Drs. Bacchetti and Leung comment on both the published article by Norris et al. , and my accompanying editorial. They specifically argue that a priori sample size calculations are “in fact undesirable,” and argue that the article by Norris et al. “serves to illustrate the drawbacks of sample size calculation as a data analysis tool.” I strongly disagree with the former statement, but appreciate their arguments regarding the latter. I think that two sources of disagreement involve our differing perspectives and our terminology.
Regarding perspective: I am not a statistician, but I have personal experience in clinical trial design and management. More importantly, I've also had the opportunity to edit nearly 9,000 manuscripts in the last 6 yr, many of which illustrate the drawbacks of NOT performing a priori sample size calculations. In my personal view, these calculations are a critical part of the planning of any clinical trial (and, in fact, many laboratory studies). Every week, we receive papers describing studies in which no advance consideration was given to how many patients need to be enrolled. The result is often woefully inadequate group sizes, and a meaningless conclusion of “no difference” between treatment groups. This frequently means that a great deal of work (and sometimes money) was wasted. There is also an ethical component to this matter. Exposing patients to the risks of a trial that cannot result in any meaningful conclusions (due to inadequate planning) is obviously inappropriate. Conversely, exposing excessive numbers of patients to these same risks is ethically questionable.

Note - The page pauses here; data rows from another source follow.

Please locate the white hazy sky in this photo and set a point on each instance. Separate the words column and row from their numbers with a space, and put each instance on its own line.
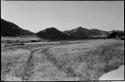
column 64, row 15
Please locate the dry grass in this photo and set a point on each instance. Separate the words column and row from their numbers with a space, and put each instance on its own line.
column 78, row 61
column 87, row 62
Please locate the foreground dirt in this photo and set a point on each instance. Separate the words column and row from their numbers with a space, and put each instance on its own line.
column 70, row 61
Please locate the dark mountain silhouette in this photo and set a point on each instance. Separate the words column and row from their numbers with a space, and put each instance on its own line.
column 116, row 34
column 53, row 34
column 95, row 33
column 83, row 33
column 12, row 30
column 78, row 33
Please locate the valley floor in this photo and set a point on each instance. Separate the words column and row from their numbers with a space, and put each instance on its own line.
column 61, row 60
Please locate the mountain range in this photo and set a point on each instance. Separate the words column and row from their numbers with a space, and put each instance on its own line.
column 12, row 30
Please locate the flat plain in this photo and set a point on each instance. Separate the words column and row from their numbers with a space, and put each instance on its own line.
column 61, row 60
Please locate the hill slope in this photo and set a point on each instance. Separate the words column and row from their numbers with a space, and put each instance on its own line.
column 12, row 30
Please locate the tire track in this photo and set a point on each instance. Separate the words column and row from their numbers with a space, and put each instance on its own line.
column 28, row 67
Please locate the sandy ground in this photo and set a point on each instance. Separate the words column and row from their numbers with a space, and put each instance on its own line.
column 53, row 61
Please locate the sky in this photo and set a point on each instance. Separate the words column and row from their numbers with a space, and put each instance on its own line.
column 64, row 15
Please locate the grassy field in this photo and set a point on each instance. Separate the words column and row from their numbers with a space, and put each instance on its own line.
column 61, row 60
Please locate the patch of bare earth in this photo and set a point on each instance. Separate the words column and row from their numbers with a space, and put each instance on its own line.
column 84, row 60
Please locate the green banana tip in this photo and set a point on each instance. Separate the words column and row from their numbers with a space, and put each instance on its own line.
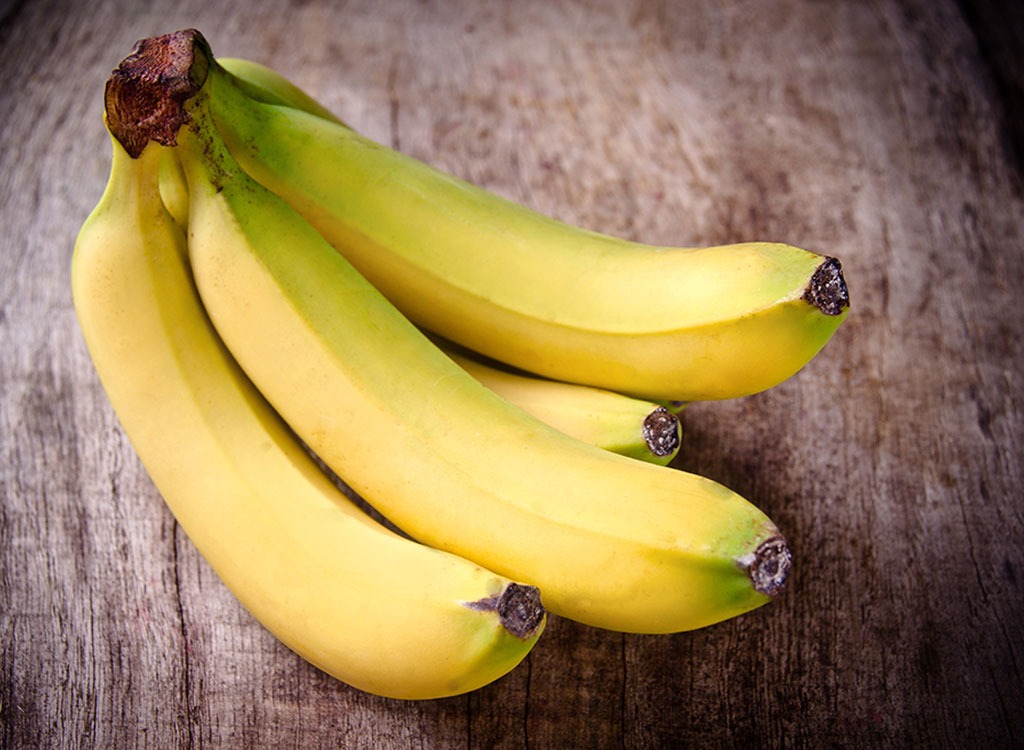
column 144, row 95
column 827, row 291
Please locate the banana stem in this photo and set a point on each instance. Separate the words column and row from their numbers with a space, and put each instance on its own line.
column 144, row 96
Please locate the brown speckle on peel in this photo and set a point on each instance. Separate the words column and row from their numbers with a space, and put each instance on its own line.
column 826, row 290
column 769, row 567
column 145, row 94
column 518, row 608
column 660, row 431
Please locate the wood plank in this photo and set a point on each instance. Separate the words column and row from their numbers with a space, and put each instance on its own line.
column 881, row 132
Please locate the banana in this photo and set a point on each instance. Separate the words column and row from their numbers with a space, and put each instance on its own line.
column 375, row 610
column 612, row 421
column 612, row 542
column 262, row 84
column 631, row 426
column 267, row 85
column 665, row 324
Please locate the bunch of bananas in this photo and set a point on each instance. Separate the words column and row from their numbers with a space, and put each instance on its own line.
column 266, row 294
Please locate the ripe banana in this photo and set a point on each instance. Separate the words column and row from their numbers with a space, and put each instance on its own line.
column 682, row 324
column 259, row 82
column 612, row 542
column 620, row 423
column 369, row 607
column 612, row 421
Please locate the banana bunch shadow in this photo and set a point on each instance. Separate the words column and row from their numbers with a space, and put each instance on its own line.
column 290, row 319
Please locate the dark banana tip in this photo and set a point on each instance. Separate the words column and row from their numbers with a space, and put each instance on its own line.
column 660, row 431
column 520, row 611
column 144, row 96
column 826, row 290
column 518, row 607
column 770, row 567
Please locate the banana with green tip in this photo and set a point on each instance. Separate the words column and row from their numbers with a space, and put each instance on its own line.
column 373, row 609
column 680, row 324
column 265, row 84
column 612, row 542
column 613, row 421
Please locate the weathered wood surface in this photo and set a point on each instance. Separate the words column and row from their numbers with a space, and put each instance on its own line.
column 882, row 132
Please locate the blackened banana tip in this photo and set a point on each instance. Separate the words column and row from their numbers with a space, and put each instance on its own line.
column 660, row 431
column 770, row 567
column 827, row 290
column 520, row 610
column 518, row 607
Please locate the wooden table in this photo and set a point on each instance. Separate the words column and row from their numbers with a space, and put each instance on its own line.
column 886, row 133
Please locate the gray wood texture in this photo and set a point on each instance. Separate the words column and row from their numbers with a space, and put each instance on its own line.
column 886, row 133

I want to emphasize that these issues are not abstract. They are an every day matter in editorial offices such as ours. My comments about sample size calculations are not, fundamentally, based on statistical considerations, but rather represent an effort to encourage (force?) investigators to do a better job of planning their work. I remain convinced of the value of careful advance planning when designing a clinical trial. So do nearly all other experts in trial design and all funding agencies. (Imagine NIH giving an investigator $10,000,000 for a clinical trial without insisting on some careful thought about how big the trial needs to be.) This planning must include some consideration of what exactly is being studied (i.e. , the formulation of a clear, unambiguous hypothesis based on a limited number of well defined primary outcomes), how many patients need to be enrolled, and some assessment of how the data are to be evaluated.
On the other hand, I believe it's important that the reader not confuse a priori sample size calculations (used as a critical component of trial design) and post hoc power calculations issues (used after completion of a study to assess the statistical strength of various conclusions, particularly conclusions of “no difference”). Drs. Bacchetti and Leung clearly point out the problems and limitations of post hoc calculations and the advantages of using confidence intervals. Their points are well taken and authors are advised to consider them seriously.
I would like to thank William Clarke, Ph.D. (Professor of Biostatistics, College of Public Health, The University of Iowa, Iowa City, Iowa) for his assistance in composing this reply.